Most non-urban centres left out

At this juncture, enhancing the number of surveillance sites is a critical aspect to marking and following the trail of AMR in India, experts point out. They contend, that currently, while the network is steadily expanding, there is still no exhaustive dataset for India as a whole, representative of the wide variance in the country.

Surveillance sites are located largely in urban centres and tertiary care centres, and may drive up the average as the bulk of the non-urban centres are not even accounted for. The urgent need now is to expand the surveillance network in a manner that will provide a reasonably accurate position of community prevalence of AMR in India.

India’s National AMR surveillance network (NARS-Net), which provides data to the World Health Organization’s Global Antimicrobial Resistance and Use Surveillance System (GLASS), currently stands at 60 sentinel medical college laboratories.
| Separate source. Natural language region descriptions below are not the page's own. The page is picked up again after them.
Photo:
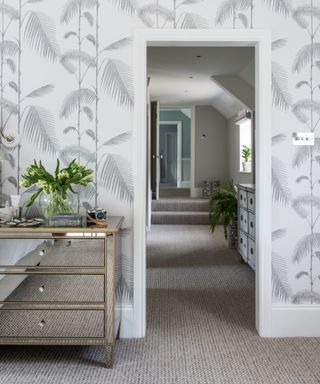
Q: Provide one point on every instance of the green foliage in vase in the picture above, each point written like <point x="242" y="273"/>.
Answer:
<point x="223" y="206"/>
<point x="58" y="184"/>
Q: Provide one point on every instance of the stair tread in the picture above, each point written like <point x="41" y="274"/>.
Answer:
<point x="191" y="205"/>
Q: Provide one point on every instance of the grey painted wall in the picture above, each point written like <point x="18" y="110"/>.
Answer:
<point x="176" y="115"/>
<point x="211" y="160"/>
<point x="233" y="138"/>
However, for the recent GLASS report (reporting period January to December 2023), information was gathered from 41 sites in 31 States/Union Territories. NARS-Net was established in 2013 to determine the magnitude and trends of AMR in different geographical regions of the country, and laboratories under this network include government medical colleges. These labs are required to submit AMR surveillance data on nine priority bacterial pathogens of ‘public health importance’ and some fungal pathogens as well.

‘Include private hospitals’

Recently, in a letter to the Director of the National Centre for Disease Control, Professor, (Dr.) Ranjan Das, the nodal agency for AMR surveillance in the country, Dr. Abdul Ghafur, of the Chennai Declaration on AMR and an infectious diseases specialist, said, “… the only credible approach is to present true national data — data not limited to tertiary care hospitals, but inclusive of secondary and primary care centres across the country. If such data are included, the national resistance picture will naturally be more balanced and representative.” He also makes the case for including private hospitals in the network too.

The 2015 WHO Global Plan on AMR recommended a blueprint addressing five objectives: raising awareness, strengthening surveillance and research, reducing infections, optimising antimicrobial use, and ensuring sustainable investment in new medicines, diagnostics and vaccines. Mr. Modi’s speech will increase awareness, something that is essential, but expanding the surveillance network for AMR is a critical function that will require investments, strategies, monitoring and enforcement and as much political will.